The HobbitJ R R Tolkien says this is a children’s book, and so it is. A great deal of it is written in the same style as Lord of the Rings, with sweeping narrative and marvellously evocative description.  Then it suddenly turns into somewhat patronising, to my mind, first person insertions by the narrator, sometimes suggesting what will happen later, and at others telling you, dear reader, what is happening or about to happen, such as “as you will see”.  I think this is what put me off the book so whole-heartedly when I was in my teens.

It is entirely possible that this narrative structure makes it easy to read to children.  I don’t remember being read to, although I’m sure I was.  Professor Tolkien read it to his children (or maybe he told it, then wrote it).  I’d like to know whether it is read aloud by today’s parents (or elder siblings, or anyone else) to young children. Some of the sentences are very long-winded.  My personal view is that it’s a read-to-oneself book, but I’m happy to be told otherwise.

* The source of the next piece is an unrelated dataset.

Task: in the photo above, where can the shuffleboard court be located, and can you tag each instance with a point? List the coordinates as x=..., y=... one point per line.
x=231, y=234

I suppose I really should give it a summary in case you don’t know about it.  Hobbits are small creatures like people with furry feet that live in a sheltered rural area in the middle of Middle-Earth, where they hear tales of, but rarely encounter, the outside world, which is full of wizards, elves, dwarves, goblins, dragons and other races (including Men).  A wizard, Gandalf, recommends that a set of dwarves take Bilbo Baggins, an otherwise unremarkable hobbit save for the possibility of a bit of ‘wildness’ in his ancestry, on their venture to retake the Lonely Mountain, where a dragon is sitting on a pile of what the dwarves consider to be ‘their’ gold.  Lots of mountains, rivers, forests and scary things between hobbitland (the Shire, though I don’t think the author mentions it by name in The Hobbit) and the Lonely Mountain.

Did I enjoy it on this second or possibly third reading?  Yes, more than I expected, but I did find the final part after they establish themselves at the Lonely Mountain to be somewhat dull.  Most of the action does not happen to Bilbo and is done in flashback when we hear what he missed.  It’s like a vast epic has been condensed into a short afterthought since it’s the only place the story can be fitted into the Middle-Earth timeline.  But the few things that Bilbo does at that stage show, as do his earlier adventures, what a warm-hearted, ingenious, morally sound person he is.

I take my hat off to you, Mr Baggins.  But I don’t like the Professor’s style in this book.  I’ll stick to other tales of Middle-Earth.

The Hobbit by J R R Tolkien, read as part of the Classic Children’s Book Reading Challenge (and the Kid Lit Blog Hop).